Why do we say that commercial Bank creates money while we also say tha...
Creation of money means supplying of money in the market to general public for purpose of consumption and saving... supply of money to market is done by commercial banks only... as RBI is not in direct contact with public and it supplies money to commercial banks and not to public...with increase in credit creation... people will have more money and they will start investing it... with increase in inventment, employement will increase and national income will also increase...
Why do we say that commercial Bank creates money while we also say tha...
Introduction
Commercial banks and central banks have different roles in the money supply process. While the central bank has the sole right to issue currency, commercial banks create money through the process of lending.
Money Creation by Commercial Banks
When a commercial bank lends money, it creates new deposit balances in the borrower's account. These new deposits are considered as money since they can be used for transactions and are part of the money supply. The process of money creation by commercial banks is known as credit creation or deposit expansion. When banks lend out a portion of their deposits, they create new deposits and expand the money supply.
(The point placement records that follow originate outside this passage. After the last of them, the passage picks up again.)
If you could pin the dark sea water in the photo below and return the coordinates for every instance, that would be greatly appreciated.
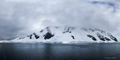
(38, 51)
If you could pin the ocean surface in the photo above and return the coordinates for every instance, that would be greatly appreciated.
(38, 51)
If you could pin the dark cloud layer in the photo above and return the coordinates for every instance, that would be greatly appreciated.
(21, 17)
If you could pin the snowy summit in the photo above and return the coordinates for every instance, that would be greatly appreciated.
(68, 34)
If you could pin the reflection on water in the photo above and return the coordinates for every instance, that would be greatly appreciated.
(14, 51)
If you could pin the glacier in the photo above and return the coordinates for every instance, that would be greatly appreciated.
(67, 35)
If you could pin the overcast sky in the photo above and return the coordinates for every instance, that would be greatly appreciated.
(21, 17)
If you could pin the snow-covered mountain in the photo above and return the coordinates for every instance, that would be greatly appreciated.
(68, 34)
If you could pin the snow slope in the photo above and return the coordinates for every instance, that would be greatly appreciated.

Central Bank's Role in Currency Issuance
While commercial banks create money through lending, they do not have the authority to issue currency. The central bank, on the other hand, has the sole right to issue currency. The central bank controls the money supply through its monetary policy by influencing the amount of money in circulation. It can increase or decrease the money supply by either buying or selling government securities or by changing the reserve requirements of commercial banks.
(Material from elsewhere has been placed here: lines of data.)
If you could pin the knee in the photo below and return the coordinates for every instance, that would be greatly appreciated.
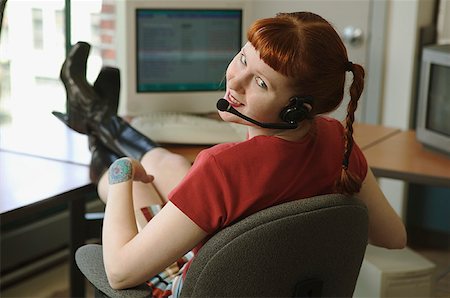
(162, 159)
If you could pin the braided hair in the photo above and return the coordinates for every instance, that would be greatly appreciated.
(306, 47)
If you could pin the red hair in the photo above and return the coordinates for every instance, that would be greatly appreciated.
(306, 47)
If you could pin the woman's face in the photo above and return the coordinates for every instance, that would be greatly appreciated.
(255, 89)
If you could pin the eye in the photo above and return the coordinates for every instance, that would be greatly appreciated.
(243, 59)
(260, 83)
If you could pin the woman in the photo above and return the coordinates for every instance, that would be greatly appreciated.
(292, 69)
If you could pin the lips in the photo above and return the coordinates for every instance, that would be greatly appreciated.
(233, 101)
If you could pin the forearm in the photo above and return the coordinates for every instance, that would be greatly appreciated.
(119, 225)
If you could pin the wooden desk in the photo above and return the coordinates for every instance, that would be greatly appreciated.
(401, 156)
(67, 161)
(367, 135)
Impact of Money Creation on National Income
Money creation by commercial banks has a significant impact on national income. When banks create new loans, they inject new money into the economy, which leads to an increase in aggregate demand. This increase in demand can lead to higher economic growth and increased employment opportunities. However, if the money creation process is not managed properly, it can lead to inflation and instability in the economy.
Conclusion
In summary, both commercial banks and central banks play important roles in the money supply process. While commercial banks create money through lending, the central bank has the sole right to issue currency. Money creation by commercial banks has a significant impact on national income, and it should be managed carefully to ensure the stability of the economy.